Yeah, I did the score for that with Joe. I played all the guitars and all the weird string instruments on that. That led me to quit the Circle Jerks in the late 80's and join up with Joe Strummer.

Wait, with the Mescalero's?
No, this was post Clash, pre Mescaleros. He called it his wilderness years. The myth is that Joe was pretty inactive in those days, but we were doing films and he made a solo record, and did quite a bit of touring. After doing all that with Joe he basically said "Hey man, you're such a talented guitar player, you shouldn't be wasting yourself playing bass in a punk rock band. You should play guitar with me." So I took his advice and quit playing with the Circle Jerks to go play in London and be a part of his crew.
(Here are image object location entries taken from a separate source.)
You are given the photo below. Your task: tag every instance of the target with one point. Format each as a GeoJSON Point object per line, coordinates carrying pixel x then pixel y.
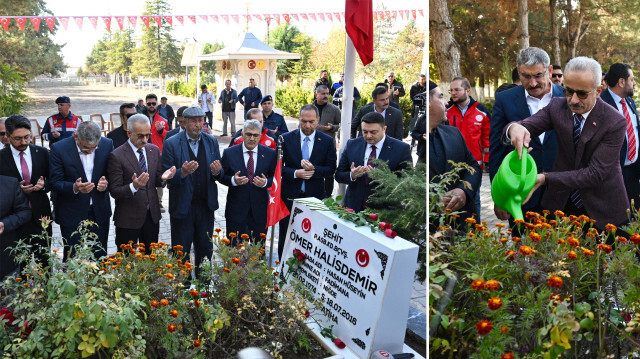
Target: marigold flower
{"type": "Point", "coordinates": [525, 250]}
{"type": "Point", "coordinates": [554, 281]}
{"type": "Point", "coordinates": [484, 327]}
{"type": "Point", "coordinates": [477, 284]}
{"type": "Point", "coordinates": [492, 284]}
{"type": "Point", "coordinates": [494, 303]}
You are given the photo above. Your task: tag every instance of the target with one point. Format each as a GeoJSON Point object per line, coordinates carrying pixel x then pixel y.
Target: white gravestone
{"type": "Point", "coordinates": [363, 278]}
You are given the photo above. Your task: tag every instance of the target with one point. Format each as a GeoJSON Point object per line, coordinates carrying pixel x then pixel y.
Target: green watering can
{"type": "Point", "coordinates": [513, 182]}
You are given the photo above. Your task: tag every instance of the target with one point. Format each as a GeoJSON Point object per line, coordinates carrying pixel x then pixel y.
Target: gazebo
{"type": "Point", "coordinates": [245, 59]}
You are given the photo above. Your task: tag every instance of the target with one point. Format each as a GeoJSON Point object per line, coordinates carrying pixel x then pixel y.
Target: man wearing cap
{"type": "Point", "coordinates": [193, 193]}
{"type": "Point", "coordinates": [249, 97]}
{"type": "Point", "coordinates": [273, 121]}
{"type": "Point", "coordinates": [61, 125]}
{"type": "Point", "coordinates": [266, 139]}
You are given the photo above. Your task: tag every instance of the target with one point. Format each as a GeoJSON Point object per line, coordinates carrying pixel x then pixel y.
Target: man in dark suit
{"type": "Point", "coordinates": [119, 135]}
{"type": "Point", "coordinates": [14, 212]}
{"type": "Point", "coordinates": [517, 104]}
{"type": "Point", "coordinates": [587, 177]}
{"type": "Point", "coordinates": [78, 170]}
{"type": "Point", "coordinates": [135, 170]}
{"type": "Point", "coordinates": [308, 159]}
{"type": "Point", "coordinates": [392, 117]}
{"type": "Point", "coordinates": [447, 144]}
{"type": "Point", "coordinates": [619, 95]}
{"type": "Point", "coordinates": [193, 193]}
{"type": "Point", "coordinates": [359, 155]}
{"type": "Point", "coordinates": [29, 164]}
{"type": "Point", "coordinates": [248, 172]}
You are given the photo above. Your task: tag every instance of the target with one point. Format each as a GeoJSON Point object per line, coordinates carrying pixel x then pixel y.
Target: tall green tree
{"type": "Point", "coordinates": [157, 54]}
{"type": "Point", "coordinates": [33, 53]}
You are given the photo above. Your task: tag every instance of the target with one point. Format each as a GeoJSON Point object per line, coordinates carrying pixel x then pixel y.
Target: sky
{"type": "Point", "coordinates": [78, 43]}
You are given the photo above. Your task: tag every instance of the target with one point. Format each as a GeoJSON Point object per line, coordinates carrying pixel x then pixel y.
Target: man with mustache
{"type": "Point", "coordinates": [587, 178]}
{"type": "Point", "coordinates": [518, 103]}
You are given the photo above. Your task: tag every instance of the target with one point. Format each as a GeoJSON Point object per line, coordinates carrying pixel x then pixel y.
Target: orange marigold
{"type": "Point", "coordinates": [484, 327]}
{"type": "Point", "coordinates": [494, 303]}
{"type": "Point", "coordinates": [554, 281]}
After all these years, The Circle Jerks still get the crowd electrified, what are your thoughts on 16 year old kids slam dancing to your music?
Truthfully I don't care what people do. I used to put a lot of stock in that. I'd much prefer to play to a captive audience to tell the truth. You know, people who are actually looking at the band and listening. But, as I get older, I've been thinking that it's kind of cool (at our age) that we can still churn people into a frenzy. I actually kind of like it now. But hey man, I'm a musician. What I do it for is to bring something to the world that will be remembered and to bring people a sort of therapy. Whether it's blowing off some steam or whether it's having a good time or whatever, first and foremost it's for my own therapy. I don't have much of a choice; I was put here to play music. It doesn't matter what kind of music that is or who hears it (or if anybody hears it for that matter). I was put in this world to be a musician and a writer, to be somebody who puts something out there that hopefully touches someone else. Hopefully it'll touch someone else.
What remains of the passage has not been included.